The princes, who were 15 and 12 when their mother died in a Paris car crash in 1997, told filmmakers they “quickly got off the phone with their mother” as they wanted to return to playing with their cousins.
“Harry and I were in a desperate rush to say goodbye, you know, ‘See you later’… If I’d known now obviously what was going to happen, I wouldn’t have been so blasé about it and everything,” Prince William said. “But the phone call sticks in my mind, quite heavily.”
Harry added: “Looking back on it now, it’s incredibly hard. I’ll have to deal with that for the rest of my life.
“Not knowing that was the last time I was going to speak to my mum.

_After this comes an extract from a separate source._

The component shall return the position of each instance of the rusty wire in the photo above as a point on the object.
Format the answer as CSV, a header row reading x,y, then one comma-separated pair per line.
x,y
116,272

How differently that conversation would have panned out if I’d had even the slightest inkling her life was going to be taken that night.”
Excerpts of the ITV documentary Diana, Our Mother: Her Life and Legacy, will air in Britain this week. The documentary itself chronicles Diana’s charitable dedication, including her history outreach to AIDs victims and campaign to ban land mines.
It’s the fun-loving side, however, that both Prince Williams and Prince Harry wish the public saw. “Our mother was a total kid through and through,” they said.
“When everybody says to me, ‘So she was fun, give us an example’, all I can hear is her laugh in my head.”
Prince William also added that he frequently tells his children, Prince George and Princess Charlotte, about Diana. “She’d be a lovely grandmother. She’d absolutely love it, she’d love the children to bits,” he added.
Prince Harry added that the documentary was one of the first times both he and his brother had spoken out about Princess Diana as a mother. “Arguable, probably, it was a little bit too raw up until this point. It’s still raw.”